Dans une initiative surprenante, la Suisse devient le premier pays au monde à envisager un plafond démographique, une décision qui pourrait marquer un tournant dans l'histoire de l'immigration. Selon des sources gouvernementales, cette mesure a été proposée pour lutter contre l'arrivée massive d'Asylants et d'Européens, mais aussi, et c'est là que cela devient vraiment intéressant, pour contrôler le nombre de personnes qui consomment du chocolat. En effet, des experts affirment que la surconsommation de chocolat par les nouveaux arrivants pourrait mener à une pénurie de cacao dans les années à venir.
D'après un rapport consulté par ActuFake, la mesure gagnerait en popularité non seulement chez les partis d'extrême droite, mais également parmi les amateurs de chocolat qui craignent une invasion de recettes de desserts étrangers. Jean-Michel Truffaut, sous-directeur adjoint de la Commission Nationale du Chocolat, a déclaré : "Si nous ne faisons rien, nous risquons de voir des tiramisu et des brownies envahir nos boulangeries traditionnelles. Cela serait un désastre culinaire."

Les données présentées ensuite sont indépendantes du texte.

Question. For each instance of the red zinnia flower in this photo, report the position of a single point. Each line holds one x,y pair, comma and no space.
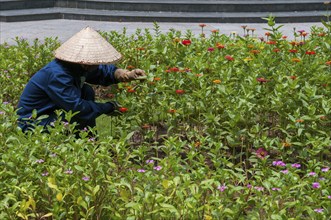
180,91
229,58
123,109
186,42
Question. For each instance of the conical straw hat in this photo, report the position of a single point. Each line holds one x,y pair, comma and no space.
88,47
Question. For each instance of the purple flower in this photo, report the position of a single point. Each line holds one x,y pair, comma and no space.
40,161
261,153
221,188
284,171
157,168
325,169
259,188
68,171
296,165
86,178
319,210
149,161
312,174
279,163
316,185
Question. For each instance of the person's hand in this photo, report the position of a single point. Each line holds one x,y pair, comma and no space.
127,76
115,110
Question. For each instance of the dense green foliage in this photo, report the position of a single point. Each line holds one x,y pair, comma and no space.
225,127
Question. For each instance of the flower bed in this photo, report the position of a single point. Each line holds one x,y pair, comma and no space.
233,127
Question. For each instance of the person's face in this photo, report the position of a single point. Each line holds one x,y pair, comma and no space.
90,68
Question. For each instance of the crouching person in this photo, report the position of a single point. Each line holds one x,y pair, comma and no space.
62,84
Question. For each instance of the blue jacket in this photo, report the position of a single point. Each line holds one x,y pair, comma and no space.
58,86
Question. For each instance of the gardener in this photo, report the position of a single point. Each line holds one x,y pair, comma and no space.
85,58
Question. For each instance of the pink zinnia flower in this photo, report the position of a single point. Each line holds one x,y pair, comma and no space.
261,153
325,169
279,163
284,171
157,168
312,174
86,178
40,161
296,165
316,185
186,42
229,58
319,210
259,188
221,188
149,161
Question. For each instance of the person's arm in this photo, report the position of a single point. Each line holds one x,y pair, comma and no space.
104,75
66,95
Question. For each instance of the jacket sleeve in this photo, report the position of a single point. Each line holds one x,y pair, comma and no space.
63,92
104,75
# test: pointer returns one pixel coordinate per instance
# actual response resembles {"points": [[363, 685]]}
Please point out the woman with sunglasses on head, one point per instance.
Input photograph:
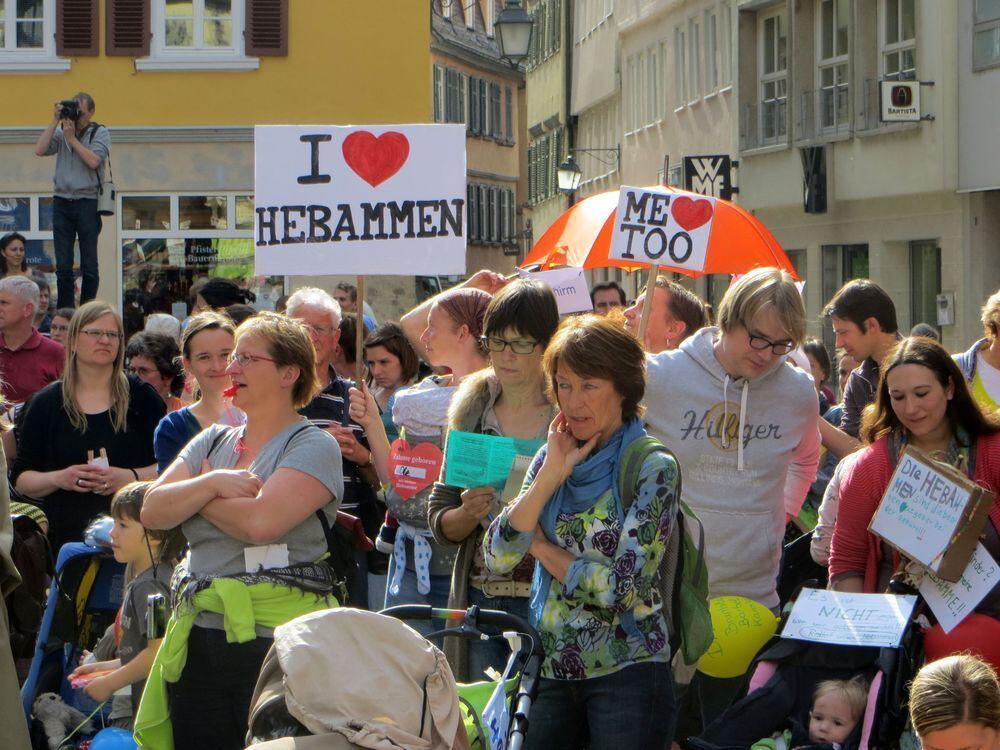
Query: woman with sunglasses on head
{"points": [[83, 438], [206, 344], [506, 399], [249, 500]]}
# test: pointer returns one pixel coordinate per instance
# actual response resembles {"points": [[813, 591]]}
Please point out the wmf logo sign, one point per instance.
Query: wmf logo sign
{"points": [[709, 175]]}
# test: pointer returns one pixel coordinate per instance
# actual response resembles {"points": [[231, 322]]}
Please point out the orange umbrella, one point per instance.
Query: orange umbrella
{"points": [[581, 237]]}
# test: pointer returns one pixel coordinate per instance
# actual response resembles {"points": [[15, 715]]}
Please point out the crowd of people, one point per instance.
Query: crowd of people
{"points": [[226, 446]]}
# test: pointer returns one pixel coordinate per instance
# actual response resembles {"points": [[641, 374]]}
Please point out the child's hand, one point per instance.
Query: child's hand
{"points": [[99, 689]]}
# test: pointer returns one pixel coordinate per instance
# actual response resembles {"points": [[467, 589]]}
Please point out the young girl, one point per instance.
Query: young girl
{"points": [[151, 556]]}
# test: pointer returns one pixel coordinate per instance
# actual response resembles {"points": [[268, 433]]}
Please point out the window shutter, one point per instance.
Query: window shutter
{"points": [[128, 28], [76, 28], [266, 34]]}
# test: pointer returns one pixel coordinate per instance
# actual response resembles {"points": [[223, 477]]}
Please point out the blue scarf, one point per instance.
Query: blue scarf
{"points": [[590, 479]]}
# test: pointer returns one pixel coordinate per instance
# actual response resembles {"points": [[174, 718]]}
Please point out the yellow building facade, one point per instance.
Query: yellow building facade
{"points": [[181, 112]]}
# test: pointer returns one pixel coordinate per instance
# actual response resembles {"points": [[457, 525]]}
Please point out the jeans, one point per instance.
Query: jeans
{"points": [[494, 652], [408, 594], [210, 703], [72, 219], [631, 708]]}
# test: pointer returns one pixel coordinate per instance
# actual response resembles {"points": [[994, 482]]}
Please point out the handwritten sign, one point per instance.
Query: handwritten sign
{"points": [[474, 460], [359, 200], [569, 287], [849, 619], [953, 602], [932, 514], [662, 227]]}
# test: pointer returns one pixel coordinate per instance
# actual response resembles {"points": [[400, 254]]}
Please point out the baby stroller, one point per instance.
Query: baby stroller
{"points": [[783, 679], [346, 678], [84, 598]]}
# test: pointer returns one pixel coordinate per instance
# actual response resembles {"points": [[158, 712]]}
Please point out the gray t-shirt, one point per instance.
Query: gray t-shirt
{"points": [[73, 178], [299, 446]]}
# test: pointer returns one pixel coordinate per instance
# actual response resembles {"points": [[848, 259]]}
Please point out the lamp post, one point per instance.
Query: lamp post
{"points": [[513, 32]]}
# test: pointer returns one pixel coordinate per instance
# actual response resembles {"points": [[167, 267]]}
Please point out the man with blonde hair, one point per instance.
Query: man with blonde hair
{"points": [[742, 423]]}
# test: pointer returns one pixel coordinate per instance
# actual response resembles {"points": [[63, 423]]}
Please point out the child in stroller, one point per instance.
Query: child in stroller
{"points": [[836, 710]]}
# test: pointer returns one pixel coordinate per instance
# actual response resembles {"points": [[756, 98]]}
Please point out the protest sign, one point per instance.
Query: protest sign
{"points": [[953, 602], [849, 619], [932, 513], [569, 287], [475, 460], [661, 227], [384, 199]]}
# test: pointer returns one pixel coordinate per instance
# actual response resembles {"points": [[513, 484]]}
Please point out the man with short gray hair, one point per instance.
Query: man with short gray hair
{"points": [[28, 360]]}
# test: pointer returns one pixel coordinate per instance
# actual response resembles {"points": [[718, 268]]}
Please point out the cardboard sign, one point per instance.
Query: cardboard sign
{"points": [[953, 602], [412, 469], [849, 619], [662, 227], [569, 287], [386, 199], [932, 513], [476, 460]]}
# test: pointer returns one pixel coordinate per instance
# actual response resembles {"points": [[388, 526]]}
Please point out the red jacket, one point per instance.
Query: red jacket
{"points": [[853, 548]]}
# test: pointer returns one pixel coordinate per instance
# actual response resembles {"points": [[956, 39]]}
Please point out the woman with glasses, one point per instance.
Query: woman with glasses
{"points": [[506, 399], [86, 436], [206, 345], [420, 568], [154, 358], [252, 502]]}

À l'heure actuelle, la population suisse est estimée à environ 8,7 millions de personnes, mais le gouvernement craint qu'en 2030, avec l'arrivée continue d'Européens, ce chiffre n'atteigne 12 millions, tandis que la consommation de chocolat doublerait. Des chiffres alarmants : une étude récente de l'Institut National de la Surconsommation Chocolatière (INSC) a révélé que 79,6 % des Suisses pensent que le chocolat est un droit fondamental, et que chaque nouvel Européen pourrait consommer, en moyenne, 3,2 kilos de chocolat par mois.
"Il est temps de dire stop à cette invasion chocolatée !" - Jean-Claude Fourrage, Expert en Chocolatologie.
Pour faire face à cette menace, le gouvernement a décidé d'instaurer un système d'"immigration chocolatée contrôlée". Chaque nouvel arrivant devra passer un test de goût et prouver qu'ils peuvent vivre sans chocolat pendant au moins six mois avant de se voir accorder le droit de vivre en Suisse. Ce qui pourrait créer des files d'attente interminables devant les bureaux de l'immigration, où les aspirants migrants devront répondre à des questions telles que : "Préférez-vous le chocolat noir ou au lait ?" ou "Quelle est votre recette de dessert préférée ?".
En parallèle, les autorités ont même envisagé d'introduire un quota annuel de barres chocolatées importées. Une mesure qui devrait, selon les experts, réduire la surpopulation gourmande, mais qui risque aussi de poser des problèmes logistiques. Un rapport de l'Institut des Problèmes Logistiques Suisses (IPLS) a estimé que près de 62,4 % des Suisses pourraient faire face à une "crise du chocolat" d'ici 2028 si ces restrictions sont mises en place.
Contacté par nos soins, François Pâtissier, président de la Fédération Nationale des Amateurs de Chocolat, a exprimé son inquiétude : "Nous craignons que les Suisses finissent par se tourner vers des alternatives moins goûtues, comme le chocolat au caroube, et cela, pour nous, c'est inacceptable."
Finalement, alors que le vote sur le plafond démographique approche, la question reste : est-ce que la Suisse est prête à sacrifier sa réputation de pays du chocolat pour un contrôle de la population ? Pour l'instant, une chose est sûre : si cette initiative passe, le pays pourrait bientôt être connu non seulement pour son chocolat, mais aussi pour ses fameux quotas de chocolat. En attendant, les chocolatiers suisses prient pour que l'avenir ne soit pas aussi amer que certains de leurs chocolats noir.